Cranberry Tipworm and Blueberry Gall Midge

Cryptic Secrets of Tipworms - Research Unlocks Mystery
By Devon Brooks, Orchard & Vne Magazine 2012

When two insects, such as the cranberry tipworm and the blueberry gall midge, look so alike that they can’t be distinguished visually, but are actually different insects, they are called cryptic species.

This dry distinction is very important for British Columbia’s cranberry growers, who are suffering the onslaught of the cranberry tip worm.

As cranberry plantings took off in this province during the 90’s, cranberry farmers believed the infestation on their plants came from nearby blueberry farms where the gall midge had been detected a decade earlier.

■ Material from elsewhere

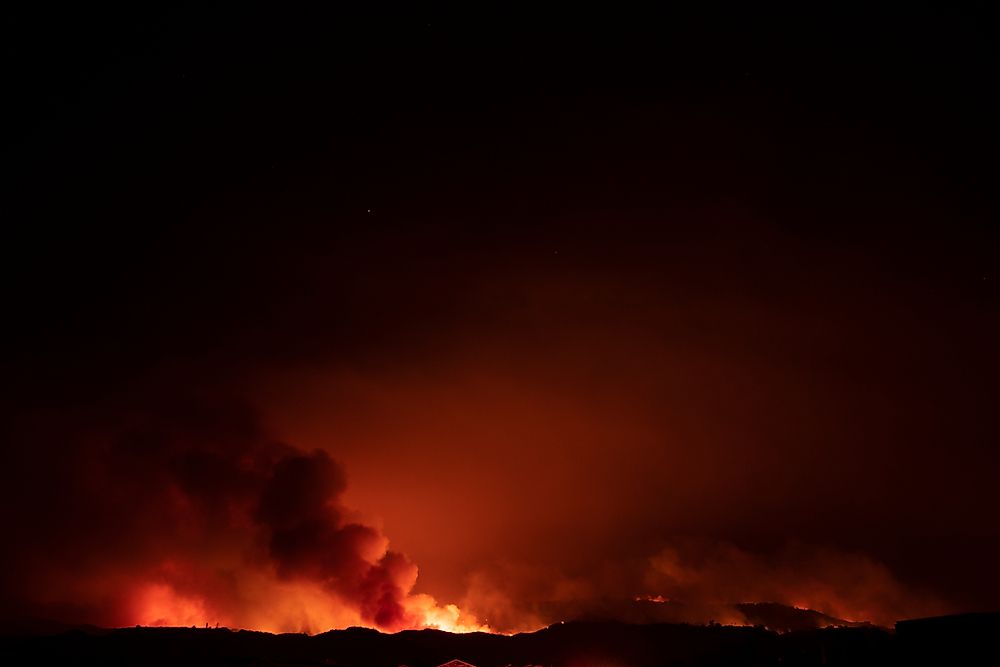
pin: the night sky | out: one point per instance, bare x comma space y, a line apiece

Given that the insects are identical in appearance it is easy to understand why farmers made the obvious link. Even Dr. Sheila Fitzpatrick, an entomologist at the federal government’s Agassiz Research Centre, says that was her first thought.

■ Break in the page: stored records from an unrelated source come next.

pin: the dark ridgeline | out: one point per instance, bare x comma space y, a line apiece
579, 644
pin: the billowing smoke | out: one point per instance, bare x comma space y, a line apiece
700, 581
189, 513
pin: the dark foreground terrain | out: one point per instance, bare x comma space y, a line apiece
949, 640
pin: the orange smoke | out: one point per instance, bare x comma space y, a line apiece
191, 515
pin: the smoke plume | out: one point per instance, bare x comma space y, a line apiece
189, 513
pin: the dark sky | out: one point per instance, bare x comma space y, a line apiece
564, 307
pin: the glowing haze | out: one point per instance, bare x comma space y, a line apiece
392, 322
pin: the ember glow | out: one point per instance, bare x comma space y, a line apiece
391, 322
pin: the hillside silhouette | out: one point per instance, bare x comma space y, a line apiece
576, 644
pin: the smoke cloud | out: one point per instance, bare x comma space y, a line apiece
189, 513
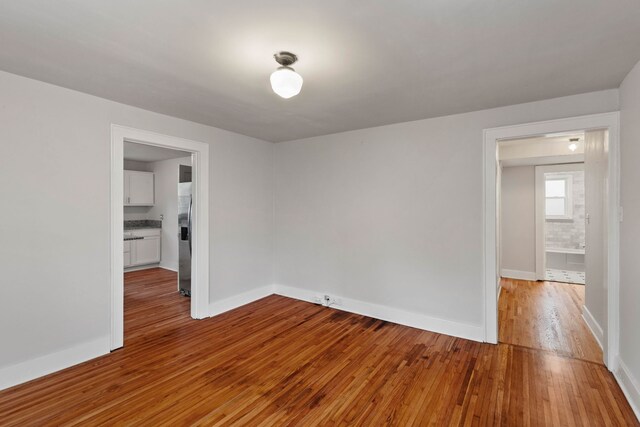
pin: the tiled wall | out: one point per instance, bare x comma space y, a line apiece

It has taken years of testing to prove the two species are distinct and cannot interbreed. Results from Fitzpatrick’s latest study show that neither male nor female tipworms will mate with gall midges of either sex.

That means the infestation of tipworm was imported in with cranberry vines when the plantings were expanding. It was, she says, a politically touchy conclusion.

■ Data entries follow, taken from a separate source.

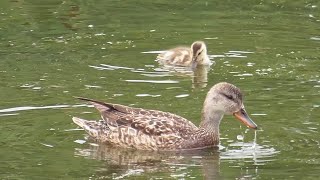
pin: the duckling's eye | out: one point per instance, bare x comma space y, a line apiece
228, 96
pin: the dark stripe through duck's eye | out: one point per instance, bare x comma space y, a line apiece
228, 96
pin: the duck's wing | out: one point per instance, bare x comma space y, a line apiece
149, 122
180, 56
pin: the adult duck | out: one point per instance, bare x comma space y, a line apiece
186, 56
163, 131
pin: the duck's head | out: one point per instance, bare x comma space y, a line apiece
225, 98
199, 51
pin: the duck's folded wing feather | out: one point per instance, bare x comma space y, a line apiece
150, 122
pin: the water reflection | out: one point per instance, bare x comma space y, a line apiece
122, 163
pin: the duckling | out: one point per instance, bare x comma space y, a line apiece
155, 130
184, 56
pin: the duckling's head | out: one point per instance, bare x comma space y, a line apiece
199, 51
225, 98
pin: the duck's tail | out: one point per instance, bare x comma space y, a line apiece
95, 129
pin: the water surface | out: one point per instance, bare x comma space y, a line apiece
53, 50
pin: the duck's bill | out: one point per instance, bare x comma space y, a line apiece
245, 119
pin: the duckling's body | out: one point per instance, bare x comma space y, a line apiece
156, 130
185, 56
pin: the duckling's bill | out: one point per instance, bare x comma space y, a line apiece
245, 119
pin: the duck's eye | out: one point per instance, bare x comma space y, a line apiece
199, 52
228, 96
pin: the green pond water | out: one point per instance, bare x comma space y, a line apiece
53, 50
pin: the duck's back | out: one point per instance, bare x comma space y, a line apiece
139, 128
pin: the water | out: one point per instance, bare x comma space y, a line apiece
51, 51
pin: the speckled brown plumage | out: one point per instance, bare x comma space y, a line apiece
156, 130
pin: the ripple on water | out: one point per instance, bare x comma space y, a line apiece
153, 81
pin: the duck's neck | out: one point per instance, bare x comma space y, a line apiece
211, 121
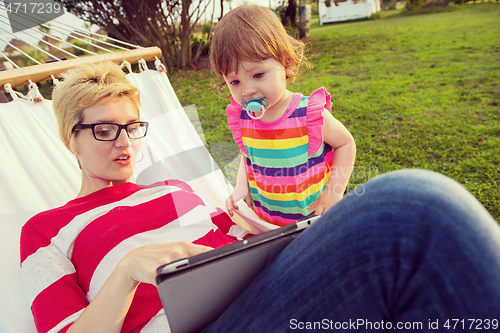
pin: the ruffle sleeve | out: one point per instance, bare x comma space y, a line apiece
233, 111
319, 100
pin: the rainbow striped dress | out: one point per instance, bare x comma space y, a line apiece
288, 163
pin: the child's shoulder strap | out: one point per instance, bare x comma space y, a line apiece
319, 100
233, 111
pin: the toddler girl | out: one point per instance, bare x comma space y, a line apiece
297, 158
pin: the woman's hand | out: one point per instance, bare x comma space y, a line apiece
139, 265
240, 192
326, 199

Vine growers out of the United States, where the vines were purchased, didn’t want to accept responsibility and undoubtedly, farmers putting in the new vines didn’t want to be told their plantings were the ones that brought the problem to British Columbia. At this point, where the tip worm originated is academic. “They’re here to stay,” she says. “But cranberry farmers don’t need to worry about what is happening on a neighbouring blueberry farm.”

As the gall midge is not nearly as destructive, research is now focusing on the tipworm, starting with a look at some wasps that are parasites on the tipworm, but Fitzpatrick says they have a natural incursion rate of only about one in five (18%). That helps, but it won’t be enough on its own.

Tipworm populations expand most quickly during early growth of the plants. To encourage faster growth of young vines some growers will apply large amounts of fertilizer, but this fast, succulent growth provides the perfect feeding and breeding ground for the tipworm. Careful management of nitrogen application, suggest Fitzpatrick, is needed to balance growth and breeding opportunities for the pest.

The two pesticides available are only licensed for use before berry production so once the plants are bearing fruit the pesticides cannot be used. Further, tipworm larvae reside inside the plant buds. These two pesticides are contact pesticides so the plant itself shields the insects.  A new pesticide, known by its trade name of Movento (Spirotetramat), is undergoing studies, but won’t be available until 2013.

Meanwhile Fitzpatrick is focusing her work on finding a relatively easy way for farmers to determine how large an infestation might be. Her past work identified four pheromones that attract the tipworm, making it easier to get good counts. Since the most effective pheromone probably can’t be manufactured at a reasonable cost she is working on developing a cost effective combination of the four pheromones.